In modern times, the financial industry uses more technologies than ever before and this is something that has begun to change the way that people look at lending opportunities. Whether you are a lender wanting to figure out if a potential loan recipient is a worthwhile risk or you are a consumer applying for a personal or business loan, this change to financial tech has likely changed your views of lending.
When you're not alone. So, how has financial technology changed the public's perception of lending?
With the banks being the ones who traditionally offer business and personal loans, they are the top option to go to when you want a lender. However, with the reputation of the banks not being so high after the financial issues of the past decade or so have come to light, they are not the first choice for many people as they once were.
With the financial technology and websites like Become, which allow for online lending opportunities, and the use of big data to allow for more people to qualify for loans, the public seems to be liking the changes that have come about.
Role of Big Data
When online lenders want to see if a person should receive a loan, they don't look at their FICO or credit score like banks would. This is not an accurate indicator of whether a person might default on their loan, but a bad credit score would not allow you to qualify for a loan at a bank.
Online lending uses big data to determine the risk of the person’s default, which takes a lot more information in their financial history into account. This means that you could qualify for a loan that you wouldn’t have been able to before. This has made public opinion soften.
Regulating Financial Tech
However, though there seems to be a huge push for newer technologies to help smooth out the operations of many businesses, with that comes the responsibility of creating regulations that guide the use of that technology. You don’t want just anyone getting your information online when you’re applying for a loan, this is a growing issue that people want to have addressed.
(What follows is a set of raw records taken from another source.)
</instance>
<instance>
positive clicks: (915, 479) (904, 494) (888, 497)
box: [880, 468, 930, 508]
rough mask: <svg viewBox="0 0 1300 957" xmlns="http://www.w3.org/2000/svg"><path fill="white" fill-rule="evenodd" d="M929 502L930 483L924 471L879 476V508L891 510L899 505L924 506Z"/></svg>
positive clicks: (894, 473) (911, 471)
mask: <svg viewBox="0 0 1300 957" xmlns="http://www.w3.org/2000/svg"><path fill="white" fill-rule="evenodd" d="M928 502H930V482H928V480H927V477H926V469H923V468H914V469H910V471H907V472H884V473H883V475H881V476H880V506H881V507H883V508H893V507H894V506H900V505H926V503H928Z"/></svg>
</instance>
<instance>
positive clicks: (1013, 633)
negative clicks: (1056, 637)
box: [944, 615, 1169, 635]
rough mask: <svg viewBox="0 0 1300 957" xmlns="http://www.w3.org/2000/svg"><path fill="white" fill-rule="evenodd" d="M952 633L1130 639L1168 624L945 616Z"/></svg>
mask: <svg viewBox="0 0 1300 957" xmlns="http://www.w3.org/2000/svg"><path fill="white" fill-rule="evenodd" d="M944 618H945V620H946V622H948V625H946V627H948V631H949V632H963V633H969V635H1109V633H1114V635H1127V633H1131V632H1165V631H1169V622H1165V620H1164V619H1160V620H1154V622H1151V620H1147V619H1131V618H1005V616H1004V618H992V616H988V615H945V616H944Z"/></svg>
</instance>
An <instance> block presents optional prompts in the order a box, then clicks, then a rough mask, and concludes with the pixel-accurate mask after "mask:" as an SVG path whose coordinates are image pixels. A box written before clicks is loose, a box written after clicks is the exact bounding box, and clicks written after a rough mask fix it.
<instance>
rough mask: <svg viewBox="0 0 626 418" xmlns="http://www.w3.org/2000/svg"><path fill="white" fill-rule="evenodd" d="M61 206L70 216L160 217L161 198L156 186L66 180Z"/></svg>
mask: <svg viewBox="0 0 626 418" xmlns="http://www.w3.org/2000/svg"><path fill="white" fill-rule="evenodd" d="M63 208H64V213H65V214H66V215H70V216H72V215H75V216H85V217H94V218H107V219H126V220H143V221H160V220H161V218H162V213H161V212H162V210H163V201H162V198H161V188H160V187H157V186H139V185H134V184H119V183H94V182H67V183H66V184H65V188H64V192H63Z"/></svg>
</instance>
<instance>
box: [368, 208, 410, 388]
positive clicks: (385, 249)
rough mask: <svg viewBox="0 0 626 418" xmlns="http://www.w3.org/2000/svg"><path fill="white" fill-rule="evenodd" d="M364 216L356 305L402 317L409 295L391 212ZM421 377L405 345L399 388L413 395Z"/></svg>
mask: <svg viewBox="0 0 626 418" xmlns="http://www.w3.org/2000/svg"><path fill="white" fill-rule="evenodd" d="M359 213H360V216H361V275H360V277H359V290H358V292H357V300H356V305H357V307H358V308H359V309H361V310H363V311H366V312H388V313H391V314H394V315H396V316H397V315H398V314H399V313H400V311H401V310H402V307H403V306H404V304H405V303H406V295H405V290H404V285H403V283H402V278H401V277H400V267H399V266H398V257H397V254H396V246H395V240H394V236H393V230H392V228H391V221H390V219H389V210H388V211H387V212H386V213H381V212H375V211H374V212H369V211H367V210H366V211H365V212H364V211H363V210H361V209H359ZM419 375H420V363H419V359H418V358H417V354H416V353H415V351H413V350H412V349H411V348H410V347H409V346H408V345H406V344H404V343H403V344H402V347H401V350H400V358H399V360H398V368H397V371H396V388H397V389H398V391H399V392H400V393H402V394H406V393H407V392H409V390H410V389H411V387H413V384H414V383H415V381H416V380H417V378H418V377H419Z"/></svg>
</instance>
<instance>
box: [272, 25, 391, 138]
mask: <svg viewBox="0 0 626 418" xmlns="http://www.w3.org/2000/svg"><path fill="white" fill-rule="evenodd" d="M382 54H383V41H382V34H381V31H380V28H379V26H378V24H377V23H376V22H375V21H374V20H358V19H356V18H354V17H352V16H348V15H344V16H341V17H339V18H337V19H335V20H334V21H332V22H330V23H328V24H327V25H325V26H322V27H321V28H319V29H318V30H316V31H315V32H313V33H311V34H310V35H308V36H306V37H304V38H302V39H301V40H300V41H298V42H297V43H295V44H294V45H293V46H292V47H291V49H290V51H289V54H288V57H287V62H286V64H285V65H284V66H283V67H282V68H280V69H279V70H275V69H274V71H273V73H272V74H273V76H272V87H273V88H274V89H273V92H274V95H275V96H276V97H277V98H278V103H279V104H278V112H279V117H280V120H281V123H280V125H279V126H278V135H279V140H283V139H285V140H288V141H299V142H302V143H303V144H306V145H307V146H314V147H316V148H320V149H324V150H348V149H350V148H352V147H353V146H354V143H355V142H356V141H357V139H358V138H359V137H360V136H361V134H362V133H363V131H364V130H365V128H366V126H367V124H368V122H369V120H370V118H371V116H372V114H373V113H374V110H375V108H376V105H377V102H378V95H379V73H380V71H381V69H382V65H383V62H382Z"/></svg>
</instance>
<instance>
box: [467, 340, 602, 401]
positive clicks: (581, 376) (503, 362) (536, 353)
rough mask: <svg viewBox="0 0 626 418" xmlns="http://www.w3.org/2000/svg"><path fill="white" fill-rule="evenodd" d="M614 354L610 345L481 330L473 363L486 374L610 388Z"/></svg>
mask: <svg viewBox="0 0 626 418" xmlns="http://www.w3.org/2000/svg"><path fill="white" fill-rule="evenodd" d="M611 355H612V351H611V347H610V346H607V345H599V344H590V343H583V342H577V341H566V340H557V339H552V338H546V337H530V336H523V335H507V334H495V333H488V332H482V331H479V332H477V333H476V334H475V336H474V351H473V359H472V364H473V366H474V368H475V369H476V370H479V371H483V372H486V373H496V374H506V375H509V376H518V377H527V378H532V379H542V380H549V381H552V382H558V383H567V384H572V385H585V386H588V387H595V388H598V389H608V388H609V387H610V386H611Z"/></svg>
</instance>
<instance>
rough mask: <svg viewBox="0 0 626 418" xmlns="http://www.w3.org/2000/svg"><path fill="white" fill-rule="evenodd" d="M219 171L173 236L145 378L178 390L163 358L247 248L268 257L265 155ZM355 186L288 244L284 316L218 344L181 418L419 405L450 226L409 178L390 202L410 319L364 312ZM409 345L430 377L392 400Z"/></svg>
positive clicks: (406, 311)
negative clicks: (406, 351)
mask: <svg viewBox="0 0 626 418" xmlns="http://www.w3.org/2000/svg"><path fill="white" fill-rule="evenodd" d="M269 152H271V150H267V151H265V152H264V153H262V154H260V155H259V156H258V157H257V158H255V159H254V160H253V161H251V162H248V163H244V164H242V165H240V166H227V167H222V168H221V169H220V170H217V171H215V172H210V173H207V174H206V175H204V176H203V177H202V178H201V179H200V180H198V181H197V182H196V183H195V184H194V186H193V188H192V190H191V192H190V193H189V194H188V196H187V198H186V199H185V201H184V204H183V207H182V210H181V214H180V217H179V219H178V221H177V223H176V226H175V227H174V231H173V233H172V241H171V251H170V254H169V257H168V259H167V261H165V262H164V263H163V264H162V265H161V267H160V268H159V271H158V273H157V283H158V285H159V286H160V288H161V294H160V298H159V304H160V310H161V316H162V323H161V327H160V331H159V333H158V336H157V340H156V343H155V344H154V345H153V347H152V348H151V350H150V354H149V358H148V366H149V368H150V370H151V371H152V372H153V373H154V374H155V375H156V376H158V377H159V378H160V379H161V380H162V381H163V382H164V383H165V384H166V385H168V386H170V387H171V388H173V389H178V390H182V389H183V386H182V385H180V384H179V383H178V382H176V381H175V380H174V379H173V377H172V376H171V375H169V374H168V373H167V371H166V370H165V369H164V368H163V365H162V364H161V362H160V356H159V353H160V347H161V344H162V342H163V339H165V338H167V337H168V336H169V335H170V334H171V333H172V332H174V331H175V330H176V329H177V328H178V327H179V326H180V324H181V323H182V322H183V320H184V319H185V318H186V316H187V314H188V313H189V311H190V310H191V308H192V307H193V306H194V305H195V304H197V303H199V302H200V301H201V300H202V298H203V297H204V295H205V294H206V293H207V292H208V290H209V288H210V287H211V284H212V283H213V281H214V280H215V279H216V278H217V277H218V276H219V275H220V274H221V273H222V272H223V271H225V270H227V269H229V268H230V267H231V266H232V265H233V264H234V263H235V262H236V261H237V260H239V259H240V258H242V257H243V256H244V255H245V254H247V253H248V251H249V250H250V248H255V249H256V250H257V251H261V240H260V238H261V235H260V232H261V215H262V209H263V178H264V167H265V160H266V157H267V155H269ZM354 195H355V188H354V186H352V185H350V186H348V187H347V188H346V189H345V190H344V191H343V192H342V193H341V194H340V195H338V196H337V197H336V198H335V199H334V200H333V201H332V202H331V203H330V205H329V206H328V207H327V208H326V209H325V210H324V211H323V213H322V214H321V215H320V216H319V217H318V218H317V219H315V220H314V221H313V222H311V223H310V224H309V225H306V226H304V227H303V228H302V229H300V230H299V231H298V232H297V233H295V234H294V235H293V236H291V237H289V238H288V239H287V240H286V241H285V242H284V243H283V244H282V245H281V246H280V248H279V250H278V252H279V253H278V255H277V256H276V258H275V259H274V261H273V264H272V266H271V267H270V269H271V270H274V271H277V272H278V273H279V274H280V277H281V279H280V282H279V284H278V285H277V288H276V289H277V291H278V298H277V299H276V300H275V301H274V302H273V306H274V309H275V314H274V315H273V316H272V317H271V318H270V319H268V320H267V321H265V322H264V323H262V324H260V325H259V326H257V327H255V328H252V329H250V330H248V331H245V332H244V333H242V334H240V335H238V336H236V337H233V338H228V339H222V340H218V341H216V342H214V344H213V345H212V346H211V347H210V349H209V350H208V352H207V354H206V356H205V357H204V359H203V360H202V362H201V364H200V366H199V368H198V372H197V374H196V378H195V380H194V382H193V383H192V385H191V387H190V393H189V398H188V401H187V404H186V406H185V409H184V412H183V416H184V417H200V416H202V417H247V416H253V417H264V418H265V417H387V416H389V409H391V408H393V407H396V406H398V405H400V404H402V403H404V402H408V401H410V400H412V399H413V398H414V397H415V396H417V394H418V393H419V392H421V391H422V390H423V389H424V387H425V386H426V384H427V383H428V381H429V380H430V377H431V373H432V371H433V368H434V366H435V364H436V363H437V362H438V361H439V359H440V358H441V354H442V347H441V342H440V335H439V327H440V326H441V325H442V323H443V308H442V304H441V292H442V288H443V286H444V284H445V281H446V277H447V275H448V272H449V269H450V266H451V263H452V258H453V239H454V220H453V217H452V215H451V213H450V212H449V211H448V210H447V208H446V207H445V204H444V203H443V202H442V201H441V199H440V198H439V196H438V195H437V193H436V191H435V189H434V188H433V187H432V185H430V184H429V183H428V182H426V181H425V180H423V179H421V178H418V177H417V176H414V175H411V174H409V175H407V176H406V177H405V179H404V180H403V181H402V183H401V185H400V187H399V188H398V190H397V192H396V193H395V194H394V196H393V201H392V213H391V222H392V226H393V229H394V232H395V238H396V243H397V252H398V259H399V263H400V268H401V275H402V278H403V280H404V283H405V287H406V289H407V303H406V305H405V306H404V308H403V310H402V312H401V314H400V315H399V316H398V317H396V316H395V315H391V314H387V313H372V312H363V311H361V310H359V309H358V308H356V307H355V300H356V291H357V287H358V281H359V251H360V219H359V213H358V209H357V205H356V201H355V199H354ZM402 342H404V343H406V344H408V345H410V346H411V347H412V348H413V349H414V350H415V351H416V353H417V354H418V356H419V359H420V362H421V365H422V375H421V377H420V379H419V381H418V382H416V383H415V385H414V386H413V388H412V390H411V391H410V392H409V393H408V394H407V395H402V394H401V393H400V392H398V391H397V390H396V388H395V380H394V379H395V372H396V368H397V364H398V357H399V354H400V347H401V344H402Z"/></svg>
The regulation of such tech is something that has been brought to the public's attention, and being is a bit wary of it. However, this seems to stem from the fact that not many know as much about this topic and they would like.
So, though there is a lot of attention to the idea of having more financial tech, the average person doesn’t seem to know what that would look like or how that would affect them. Having regulation for it would be a good start to put people’s minds at ease when choosing to take a loan from a lender.
Financial tech is still a pretty new concept that is being implemented in business, and not everyone knows what to think about how this will affect lending. Many still feel like this could put their information at risk, but with more research and media exposure, it is believed that the public will come around and embrace the role of tech in finance.